Some careers require certifications and other requirements before you can get hired, so always factor in those considerations if you're in one of those fields. Barring any job-specific pre-requisites, however, most college seniors can benefit from a few pieces of advice to help stay on the job-hunting track.
To get a handle on how you can be among the grads transitioning straight into a career after college, check out the following quick tips.
The final semester of college can often involve juggling classes, internships and research responsibilities, but don't let job hunting fall through the cracks as you head toward the graduation runway.
You'll want to prep for your job hunt sometime around your winter break so you can start your applications during the spring semester. “You should start applying a minimum of two months prior to graduation," said career coach Hallie Crawford, MA, CPCC.
This will give you time to review and determine the types of positions you want to pursue, identify companies you'd like to target and work through the application processes, Crawford said.
Because you are still navigating your coursework and other responsibilities, you should build your college application plans into your weekly schedule so you can map out exactly which job-hunting activities you'll be doing each week leading up to graduation.
During this period, you'll want to allot time to work on your resume and identify target companies and jobs that look like a good fit based on past experience, volunteering gigs, internships and interests.
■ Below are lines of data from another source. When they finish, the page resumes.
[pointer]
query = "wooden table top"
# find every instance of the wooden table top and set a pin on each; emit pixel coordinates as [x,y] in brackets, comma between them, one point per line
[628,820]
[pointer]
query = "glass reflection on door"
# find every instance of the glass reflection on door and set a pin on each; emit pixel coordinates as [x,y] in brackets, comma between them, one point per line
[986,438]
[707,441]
Once you work out your job search and application time frame, you can get all of your materials organized.
This is also a good time to talk to professors, visit your school's Career Center and check in with your mentors and any internship advisors who might be willing to help guide your job exploration process. Your network is not only valuable in helping you find the right jobs, but also to bounce ideas off of when you have questions.
You want to aim high when job-hunting, but you may also need to accept that it could take a few entry-level positions before you make it to your ultimate dream job, and that's okay. As long as you're working toward your goals by finding related positions in the industry and meeting people who can teach you the skills you'll need to hit your target career, you're on the path to your dream position.
Therefore, if you get an offer, evaluate it against both your short-term and long-term goals, and compare it to the other opportunities you've pursued along the way.
“While you don't want to take a job that you know you'll hate or that goes against your values, accepting a job sooner than later will help you earn income, build your confidence, give you work experience and start getting out of the house (if you still live at home)," Crawford said. “This will make it easier for you to get a better job down the line once you have built up your experience."